Your Sinclair


Stainless Steel

Author: Phil South
Publisher: Mikro-Gen
Machine: Spectrum 48K

 
Published in Your Sinclair #10

Stainless Steel

(Dum-diddly-dum crash bong tish dum-diddly-dum epic music) Ricky Steel, teenage superhero, nosed his car around the bend in the desert road. What was that glinting in the distance... his blood ran cold as he picked out the sleek snout of a heat-seeking missile, boring through the air towards him. He snapped back the joystick and his car sailed into the air, the twin machine guns at its front spitting certain death...

Mad Max anyone? In this tale of future violence, literally everything is bristling with machine guns and considering what you, as Ricky, are up against, it's just as well. As you fly along the roadways/seaways a la Spy Hunter in your car (if it flies all the time, why is it a car?) a multitude of very, very fast moving missiles and droid helicopters are flying in the opposite direction. It's your task to first find your car and get in it and then plough your way through successive streams of "two directional replacement inertia scrolling" screens until... well, until you snuff it, really!

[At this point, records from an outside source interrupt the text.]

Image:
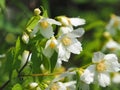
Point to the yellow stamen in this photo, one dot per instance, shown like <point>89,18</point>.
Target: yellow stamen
<point>44,24</point>
<point>66,41</point>
<point>52,44</point>
<point>101,66</point>
<point>54,87</point>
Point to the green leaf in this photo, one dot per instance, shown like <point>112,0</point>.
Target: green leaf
<point>36,61</point>
<point>2,4</point>
<point>78,81</point>
<point>32,22</point>
<point>53,61</point>
<point>16,51</point>
<point>45,13</point>
<point>9,61</point>
<point>46,63</point>
<point>17,87</point>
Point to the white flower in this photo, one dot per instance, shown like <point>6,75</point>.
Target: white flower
<point>67,43</point>
<point>64,30</point>
<point>113,24</point>
<point>83,86</point>
<point>100,70</point>
<point>62,86</point>
<point>112,45</point>
<point>44,26</point>
<point>25,38</point>
<point>25,57</point>
<point>50,47</point>
<point>71,21</point>
<point>33,85</point>
<point>116,78</point>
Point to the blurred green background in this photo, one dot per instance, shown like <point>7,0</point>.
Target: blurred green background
<point>14,14</point>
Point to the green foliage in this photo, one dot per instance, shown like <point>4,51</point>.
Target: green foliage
<point>40,68</point>
<point>17,87</point>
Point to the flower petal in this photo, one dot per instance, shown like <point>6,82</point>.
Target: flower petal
<point>52,21</point>
<point>64,30</point>
<point>48,52</point>
<point>76,33</point>
<point>111,62</point>
<point>77,21</point>
<point>98,56</point>
<point>88,75</point>
<point>75,47</point>
<point>104,79</point>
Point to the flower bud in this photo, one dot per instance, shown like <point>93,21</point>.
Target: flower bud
<point>37,11</point>
<point>25,38</point>
<point>33,85</point>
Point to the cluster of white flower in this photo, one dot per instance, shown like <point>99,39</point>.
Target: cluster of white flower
<point>65,43</point>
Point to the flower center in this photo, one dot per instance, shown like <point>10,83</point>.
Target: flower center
<point>66,41</point>
<point>101,66</point>
<point>44,24</point>
<point>116,22</point>
<point>52,44</point>
<point>54,87</point>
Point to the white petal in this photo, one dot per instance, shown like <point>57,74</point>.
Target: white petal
<point>111,62</point>
<point>63,54</point>
<point>104,79</point>
<point>75,47</point>
<point>47,32</point>
<point>116,78</point>
<point>48,52</point>
<point>84,86</point>
<point>64,30</point>
<point>35,30</point>
<point>98,56</point>
<point>76,33</point>
<point>88,75</point>
<point>52,21</point>
<point>112,44</point>
<point>77,21</point>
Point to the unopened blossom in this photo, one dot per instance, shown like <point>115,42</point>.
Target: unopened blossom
<point>114,24</point>
<point>44,26</point>
<point>66,21</point>
<point>50,47</point>
<point>101,68</point>
<point>68,43</point>
<point>25,56</point>
<point>116,78</point>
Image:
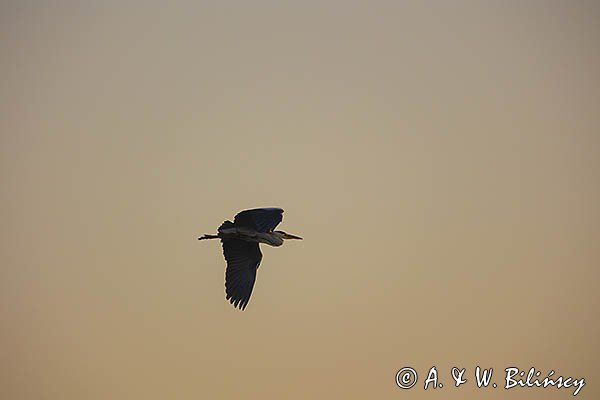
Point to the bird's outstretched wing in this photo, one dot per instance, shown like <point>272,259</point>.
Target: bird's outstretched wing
<point>243,259</point>
<point>259,219</point>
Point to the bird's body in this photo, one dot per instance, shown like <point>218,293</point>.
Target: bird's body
<point>240,240</point>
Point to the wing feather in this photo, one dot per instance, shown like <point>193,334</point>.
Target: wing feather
<point>259,219</point>
<point>243,259</point>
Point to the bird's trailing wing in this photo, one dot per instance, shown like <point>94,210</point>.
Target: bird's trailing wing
<point>259,219</point>
<point>243,259</point>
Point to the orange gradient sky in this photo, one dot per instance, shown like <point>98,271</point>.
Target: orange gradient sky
<point>440,159</point>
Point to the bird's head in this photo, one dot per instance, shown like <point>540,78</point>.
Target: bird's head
<point>285,235</point>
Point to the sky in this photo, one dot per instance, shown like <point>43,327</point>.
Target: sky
<point>441,161</point>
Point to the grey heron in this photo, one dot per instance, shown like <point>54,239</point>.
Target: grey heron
<point>240,240</point>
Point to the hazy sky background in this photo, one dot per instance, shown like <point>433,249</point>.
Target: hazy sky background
<point>441,160</point>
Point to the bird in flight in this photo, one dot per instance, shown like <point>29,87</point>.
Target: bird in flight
<point>240,240</point>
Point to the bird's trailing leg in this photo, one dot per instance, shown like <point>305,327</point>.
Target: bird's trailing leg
<point>207,236</point>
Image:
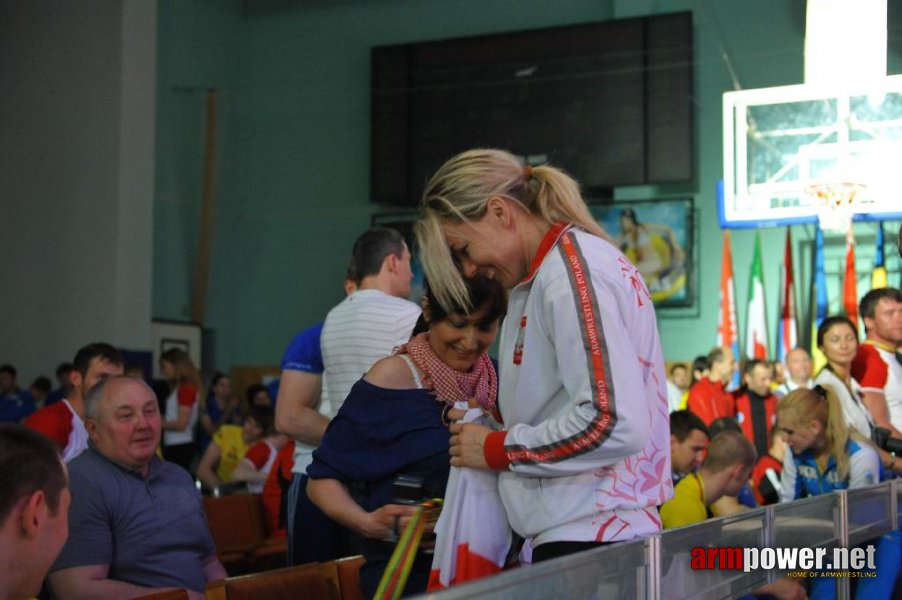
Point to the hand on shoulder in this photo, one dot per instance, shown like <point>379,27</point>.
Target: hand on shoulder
<point>392,373</point>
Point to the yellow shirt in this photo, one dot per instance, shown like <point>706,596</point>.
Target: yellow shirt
<point>687,505</point>
<point>230,439</point>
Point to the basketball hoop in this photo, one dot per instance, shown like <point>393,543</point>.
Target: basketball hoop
<point>835,203</point>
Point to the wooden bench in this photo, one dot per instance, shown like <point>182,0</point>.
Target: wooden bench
<point>333,580</point>
<point>237,525</point>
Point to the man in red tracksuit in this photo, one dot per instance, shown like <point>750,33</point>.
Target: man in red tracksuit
<point>708,398</point>
<point>756,406</point>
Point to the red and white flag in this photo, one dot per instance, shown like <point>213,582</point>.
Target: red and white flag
<point>756,319</point>
<point>787,332</point>
<point>850,286</point>
<point>727,326</point>
<point>472,533</point>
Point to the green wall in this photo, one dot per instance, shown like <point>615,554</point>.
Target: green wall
<point>292,80</point>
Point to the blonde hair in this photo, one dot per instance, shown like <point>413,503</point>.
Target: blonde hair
<point>185,371</point>
<point>803,405</point>
<point>459,192</point>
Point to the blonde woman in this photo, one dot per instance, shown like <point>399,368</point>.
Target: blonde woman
<point>584,458</point>
<point>180,414</point>
<point>826,454</point>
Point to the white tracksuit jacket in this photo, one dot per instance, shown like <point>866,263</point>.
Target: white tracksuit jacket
<point>586,451</point>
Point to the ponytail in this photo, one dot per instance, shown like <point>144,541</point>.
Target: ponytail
<point>459,192</point>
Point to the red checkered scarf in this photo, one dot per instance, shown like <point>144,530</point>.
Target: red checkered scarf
<point>450,385</point>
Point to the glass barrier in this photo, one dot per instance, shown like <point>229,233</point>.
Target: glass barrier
<point>809,523</point>
<point>724,537</point>
<point>661,567</point>
<point>618,571</point>
<point>869,514</point>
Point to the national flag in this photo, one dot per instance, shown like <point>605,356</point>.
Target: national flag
<point>727,328</point>
<point>878,276</point>
<point>787,332</point>
<point>756,315</point>
<point>818,305</point>
<point>850,285</point>
<point>472,534</point>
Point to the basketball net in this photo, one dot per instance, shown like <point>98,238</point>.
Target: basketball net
<point>835,203</point>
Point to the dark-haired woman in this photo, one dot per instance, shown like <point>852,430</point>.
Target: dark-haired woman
<point>583,457</point>
<point>837,338</point>
<point>392,425</point>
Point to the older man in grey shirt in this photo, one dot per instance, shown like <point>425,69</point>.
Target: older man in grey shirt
<point>136,522</point>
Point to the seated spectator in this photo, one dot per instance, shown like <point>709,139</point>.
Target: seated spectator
<point>230,445</point>
<point>221,408</point>
<point>275,492</point>
<point>260,457</point>
<point>15,404</point>
<point>40,390</point>
<point>34,509</point>
<point>688,440</point>
<point>826,454</point>
<point>777,375</point>
<point>756,407</point>
<point>135,371</point>
<point>391,425</point>
<point>677,386</point>
<point>731,504</point>
<point>708,398</point>
<point>258,395</point>
<point>767,471</point>
<point>65,386</point>
<point>799,368</point>
<point>700,369</point>
<point>726,469</point>
<point>63,422</point>
<point>136,522</point>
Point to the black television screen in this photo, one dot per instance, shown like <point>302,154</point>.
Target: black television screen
<point>610,102</point>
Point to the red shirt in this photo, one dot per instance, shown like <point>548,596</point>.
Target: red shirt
<point>709,400</point>
<point>743,406</point>
<point>276,488</point>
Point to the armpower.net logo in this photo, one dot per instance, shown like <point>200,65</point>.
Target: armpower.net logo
<point>797,562</point>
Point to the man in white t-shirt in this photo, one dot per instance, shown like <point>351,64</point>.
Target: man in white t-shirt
<point>877,366</point>
<point>363,328</point>
<point>63,422</point>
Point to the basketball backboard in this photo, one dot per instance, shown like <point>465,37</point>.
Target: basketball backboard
<point>782,142</point>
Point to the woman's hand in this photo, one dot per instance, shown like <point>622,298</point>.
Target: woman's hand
<point>467,442</point>
<point>388,521</point>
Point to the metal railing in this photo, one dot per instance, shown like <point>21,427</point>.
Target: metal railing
<point>659,567</point>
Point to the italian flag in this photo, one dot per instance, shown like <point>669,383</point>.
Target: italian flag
<point>756,321</point>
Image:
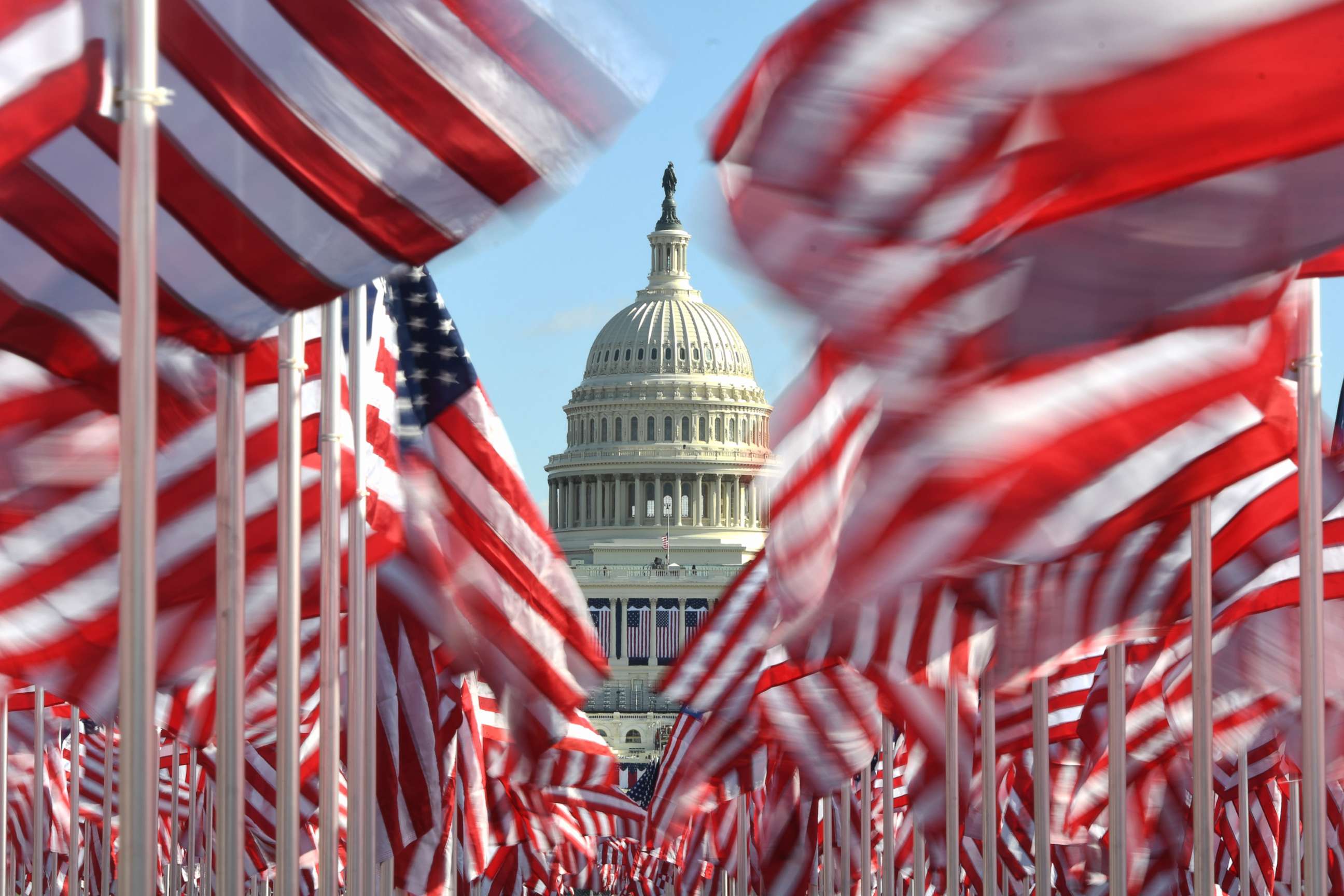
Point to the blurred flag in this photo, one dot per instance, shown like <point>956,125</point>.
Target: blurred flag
<point>48,71</point>
<point>308,149</point>
<point>483,570</point>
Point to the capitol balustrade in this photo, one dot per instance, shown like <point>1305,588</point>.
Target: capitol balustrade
<point>636,574</point>
<point>631,696</point>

To be perfectly honest, I thought that the missiles weren't the only things that were boring through the air. Although undoubtedly very skilfully produced and written, after a short time the relentless stream of helicopters and interesting looking aliens begins to pall. On top of this the explosion sound effect, (for all the world sounding like fingernails down a blackboard), very quickly gets on your nerves and 'cos the game is so difficult you get to hear it quite a lot.

Stainless Steel

The difficulty of the gameplay stems from the speed of the aliens, and the slowness of Ricky, plus the ineffectual armourments he's supplied with. Why, if this is such a hot blast'em up, is Ricky shooting single pixels? Have you ever tried shooting accurately at a fast moving droid helicopter with a leaky peashooter? Well, you certainly get enough practice here. Because Ricky dawdles along so slowly, even the most lackadaisical droid 'copter can whizz up behind him and shoot him in the back before he can bring his death-dealing pixel dribbler to bear.

Another unfortunate tendency with this game is the No Win Startup situation. This is where you lose a life just after you begin a new round due, not to incompetence on your part, but to the fact that a droid 'copter materialises right in front of you before you can even move. Scrrriiittchhh! You're dead.

If you like shooty games and can be fagged to persist, then this is as good a game as any I suppose. But in the originality of game play stakes this ranks alongside most of the best budget games. Which would be fine if it was a budget game. Sorry, Ricky. I wasn't so easily impressed.